A man who saves eagles by helicopter

In a series of rescues akin to something out of a Mission Impossible film, research ecologist Peter Sharpe goes to extremes to save the bald eagles of California’s Channel Islands.

Peter Sharpe led his field crew across the narrow spine of Montañon Ridge, a rugged trail on the southeastern side of Santa Cruz Island.

They traversed down loose gravel slopes, dodging the prickly pear cacti that carpet this mountainous terrain. Thin veils of clouds swept over jagged granite boulders and fields of foxtail grasses whipped back and forth. In this undisturbed landscape, there were no other humans in sight.

Sharpe and his team were headed to a remote bald eagle nest where he would band the wings of an eight-week-old chick. As a research ecologist at the Institute for Wildlife Studies, Sharpe directs the bald eagle monitoring program within the Channel Islands National Park, and much of his fieldwork includes visiting hard to reach nests. “Sometimes they may be on a 500ft cliff,” he said.

Located 20 miles off the coast of southern California, the national park encompasses a cluster of five islands, including Santa Cruz, the largest at 96,000 square miles. Each island features a diverse topography of beaches, forests and canyons that house a rich biodiversity of endemic plant and animal species, earning it the nickname “The Galapagos of the West”. It’s one of the least visited national parks in California, but the light visitation allows wildlife to flourish. “A lot of the young birds on the mainland are hit by cars, electrocuted on power lines,” Sharpe said. “On the islands, they’re pretty well protected from manmade threats.”

On his first expedition of banding season, Sharpe was a bit nervous. “I don’t wanna be up a tree with 30mph winds,” he said with a laugh. And it’s not just his own safety he was concerned about. Nestlings cannot fly. If they flare their wings, they could tumble off their perch and end up with a cracked beak, or worse, a broken wing. “It’s a balancing act between not scaring the chicks too much and not stressing the adults too much.”

About 50% of the birds Sharpe bands won’t make it past their first year, but by banding, he’s able to track the bird’s movement in its first few years and know which ones survive.

First day jitters aside, Sharpe was prepared. He joined the Institute for Wildlife Studies in 1997, when the eagle’s population hit its lowest point with only three breeding pairs. Up until the 1950s, bald eagles historically inhabited the islands, but when chemical companies began dumping the toxic pesticide DDT (banned in 1972 by the United States Environmental Protection Agency) into the ocean through the Los Angeles sewer system, the birds all but disappeared. Thinning eggshells, which were linked to contamination in the bird’s food chain, caused most eggs to crack before they hatched.
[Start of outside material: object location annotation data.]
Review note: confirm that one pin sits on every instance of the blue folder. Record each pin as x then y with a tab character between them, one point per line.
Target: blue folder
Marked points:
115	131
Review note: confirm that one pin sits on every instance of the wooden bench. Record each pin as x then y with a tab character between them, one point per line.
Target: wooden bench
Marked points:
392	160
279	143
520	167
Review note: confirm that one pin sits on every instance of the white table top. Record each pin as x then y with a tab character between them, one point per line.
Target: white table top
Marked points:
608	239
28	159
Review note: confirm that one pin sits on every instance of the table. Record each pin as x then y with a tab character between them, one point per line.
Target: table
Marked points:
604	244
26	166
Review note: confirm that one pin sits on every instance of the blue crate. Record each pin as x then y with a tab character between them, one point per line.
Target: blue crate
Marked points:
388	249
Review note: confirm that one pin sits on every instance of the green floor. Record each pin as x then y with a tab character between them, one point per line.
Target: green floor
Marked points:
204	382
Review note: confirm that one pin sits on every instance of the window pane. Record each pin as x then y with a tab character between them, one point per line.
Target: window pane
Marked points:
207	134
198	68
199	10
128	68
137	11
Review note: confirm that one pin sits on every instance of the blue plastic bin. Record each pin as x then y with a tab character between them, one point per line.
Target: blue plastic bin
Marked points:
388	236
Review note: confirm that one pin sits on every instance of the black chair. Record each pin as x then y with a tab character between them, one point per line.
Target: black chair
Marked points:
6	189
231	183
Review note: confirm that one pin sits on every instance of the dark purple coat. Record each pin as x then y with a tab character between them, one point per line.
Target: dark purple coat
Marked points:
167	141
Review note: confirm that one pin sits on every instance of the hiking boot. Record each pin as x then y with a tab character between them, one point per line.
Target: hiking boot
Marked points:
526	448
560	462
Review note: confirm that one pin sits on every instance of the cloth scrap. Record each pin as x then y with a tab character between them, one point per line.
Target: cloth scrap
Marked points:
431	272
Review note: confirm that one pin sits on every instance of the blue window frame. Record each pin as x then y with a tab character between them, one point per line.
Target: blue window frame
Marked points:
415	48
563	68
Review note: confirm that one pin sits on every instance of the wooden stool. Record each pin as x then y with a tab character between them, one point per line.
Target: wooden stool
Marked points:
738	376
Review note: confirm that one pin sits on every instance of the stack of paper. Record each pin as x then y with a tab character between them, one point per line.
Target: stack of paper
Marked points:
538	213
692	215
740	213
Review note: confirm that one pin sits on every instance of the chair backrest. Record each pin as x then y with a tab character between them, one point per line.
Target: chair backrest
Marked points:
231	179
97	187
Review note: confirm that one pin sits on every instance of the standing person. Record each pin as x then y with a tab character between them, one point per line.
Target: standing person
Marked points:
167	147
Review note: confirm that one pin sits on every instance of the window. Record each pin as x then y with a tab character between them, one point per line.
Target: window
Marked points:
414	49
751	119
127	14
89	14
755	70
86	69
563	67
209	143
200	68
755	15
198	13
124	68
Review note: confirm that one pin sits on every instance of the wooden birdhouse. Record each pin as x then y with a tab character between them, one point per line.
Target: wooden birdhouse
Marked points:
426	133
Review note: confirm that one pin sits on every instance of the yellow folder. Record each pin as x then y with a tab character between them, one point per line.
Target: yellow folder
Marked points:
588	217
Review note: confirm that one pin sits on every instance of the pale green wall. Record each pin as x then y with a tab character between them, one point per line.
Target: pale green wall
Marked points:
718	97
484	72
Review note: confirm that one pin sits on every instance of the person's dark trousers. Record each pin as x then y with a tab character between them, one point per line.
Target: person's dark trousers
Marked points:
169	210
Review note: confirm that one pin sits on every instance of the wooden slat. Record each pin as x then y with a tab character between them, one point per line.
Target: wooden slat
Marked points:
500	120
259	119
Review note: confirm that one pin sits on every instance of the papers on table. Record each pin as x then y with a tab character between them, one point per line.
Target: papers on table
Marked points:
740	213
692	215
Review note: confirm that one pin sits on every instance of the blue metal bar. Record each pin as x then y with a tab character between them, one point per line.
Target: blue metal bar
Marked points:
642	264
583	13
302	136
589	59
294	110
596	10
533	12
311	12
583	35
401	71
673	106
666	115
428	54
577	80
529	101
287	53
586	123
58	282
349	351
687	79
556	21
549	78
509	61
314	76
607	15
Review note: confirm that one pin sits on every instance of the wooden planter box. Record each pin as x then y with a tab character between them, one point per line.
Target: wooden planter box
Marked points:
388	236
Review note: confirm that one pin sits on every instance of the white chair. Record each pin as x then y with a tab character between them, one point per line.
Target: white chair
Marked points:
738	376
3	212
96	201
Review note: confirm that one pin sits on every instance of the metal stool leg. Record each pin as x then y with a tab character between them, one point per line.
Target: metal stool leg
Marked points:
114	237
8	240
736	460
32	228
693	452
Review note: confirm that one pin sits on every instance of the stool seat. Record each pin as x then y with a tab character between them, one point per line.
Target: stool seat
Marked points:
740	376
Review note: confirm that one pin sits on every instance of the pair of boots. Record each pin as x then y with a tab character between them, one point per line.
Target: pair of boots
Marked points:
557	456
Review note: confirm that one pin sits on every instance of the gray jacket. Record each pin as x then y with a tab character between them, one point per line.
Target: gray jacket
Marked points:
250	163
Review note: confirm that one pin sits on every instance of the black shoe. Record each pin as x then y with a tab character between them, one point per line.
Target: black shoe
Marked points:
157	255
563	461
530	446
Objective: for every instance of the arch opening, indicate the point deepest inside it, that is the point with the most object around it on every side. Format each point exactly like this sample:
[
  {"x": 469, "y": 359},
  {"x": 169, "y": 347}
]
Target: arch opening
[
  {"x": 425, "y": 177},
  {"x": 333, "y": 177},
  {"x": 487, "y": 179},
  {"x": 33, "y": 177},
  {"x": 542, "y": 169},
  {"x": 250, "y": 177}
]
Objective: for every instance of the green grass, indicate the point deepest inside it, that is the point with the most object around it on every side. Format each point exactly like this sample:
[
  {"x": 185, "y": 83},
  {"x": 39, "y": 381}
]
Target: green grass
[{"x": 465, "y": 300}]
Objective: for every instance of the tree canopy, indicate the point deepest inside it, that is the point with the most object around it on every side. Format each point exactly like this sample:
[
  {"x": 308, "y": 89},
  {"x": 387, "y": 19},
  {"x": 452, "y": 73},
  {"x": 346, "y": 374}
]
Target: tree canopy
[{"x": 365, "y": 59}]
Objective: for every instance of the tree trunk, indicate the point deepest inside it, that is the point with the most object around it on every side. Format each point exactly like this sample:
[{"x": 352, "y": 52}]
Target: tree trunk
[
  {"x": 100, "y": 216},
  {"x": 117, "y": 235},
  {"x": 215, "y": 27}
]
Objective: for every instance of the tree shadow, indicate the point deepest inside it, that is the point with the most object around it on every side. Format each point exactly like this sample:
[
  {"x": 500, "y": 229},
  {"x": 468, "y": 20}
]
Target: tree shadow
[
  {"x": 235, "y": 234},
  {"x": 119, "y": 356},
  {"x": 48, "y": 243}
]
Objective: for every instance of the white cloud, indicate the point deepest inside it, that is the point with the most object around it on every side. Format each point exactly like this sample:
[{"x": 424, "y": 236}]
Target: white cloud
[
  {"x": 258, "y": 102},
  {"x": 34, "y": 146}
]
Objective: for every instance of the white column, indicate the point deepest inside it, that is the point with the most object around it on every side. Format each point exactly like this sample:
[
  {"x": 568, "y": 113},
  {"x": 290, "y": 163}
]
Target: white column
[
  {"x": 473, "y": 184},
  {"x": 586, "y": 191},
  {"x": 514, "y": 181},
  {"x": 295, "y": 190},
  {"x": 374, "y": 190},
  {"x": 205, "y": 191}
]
With no chicks to replace adults, their numbers dwindled.

So Sharpe took matters into his own hands. “The extremes we had to go to save the eagles,” he remembered. “I didn’t know anything about this when I applied for the job.” What he thought was a nine-month, temporary contract slowly evolved into a two-decade-long career. “This position, I sort of lucked in to,” he said.

Prior to coming to the islands, Sharpe’s fieldwork included restoring ruffed grouse populations in southern Illinois and surveying the behaviours and habitats of ground squirrels in Idaho. But working with the bald eagles required him to obtain a whole new set of skills – even if that meant challenging his fear of heights.

In a series of rescues akin to something out of a Mission Impossible film, Sharpe dangled from a rope 100ft below a helicopter as it flew to the hardest to reach nests. “The first 10 times, I was focused on not dying,” he recalled. “I just learned, enjoy the view; not many people are going to see the island from this angle.” Hovering over 1,500ft cliffs, Sharpe retrieved the fragile eggs, which were transported to the San Francisco Zoo for the remainder of their incubation period.

Since those rescues ended in 2006, 129 chicks have hatched naturally on the islands. Today, the eagle population includes 20 breeding pairs, and this season, he’s monitoring the progress of 13 chicks (with the possibility of 14) across all five of the islands.

After hiking for two hours, Sharpe spotted the chick on top of a dried out Ironwood tree. Two adult eagles circled overhead, squawking at his intrusion. He unpacked a bag of supplies: pliers and callipers for the wing markers; needles, syringes and vials for the blood draw. Then he stepped into a climbing harness, carabineers clanging at his waste and straps on his safety helmet.

“Hi there,” he said to the bird, speaking softly, as if it was his child. In a matter of minutes, he lowered the bird to the ground in a duffle bag and his real work began.

First he measured the beak depth and leg size, which reveals the sex: females will grow 25% larger than males. Then he drew blood and placed a patagial marker on its left wing.  With a letter and number identification code, this ID tag helps biologists identify the birds once they leave the nest. He had all the calmness and precision of an ER surgeon – not one moment went to waste.

Determined to bring our national bird back to its historical habitat, Sharpe placed the chick back into the centre of its nest and let out a sigh. “One down, who knows how many to go.”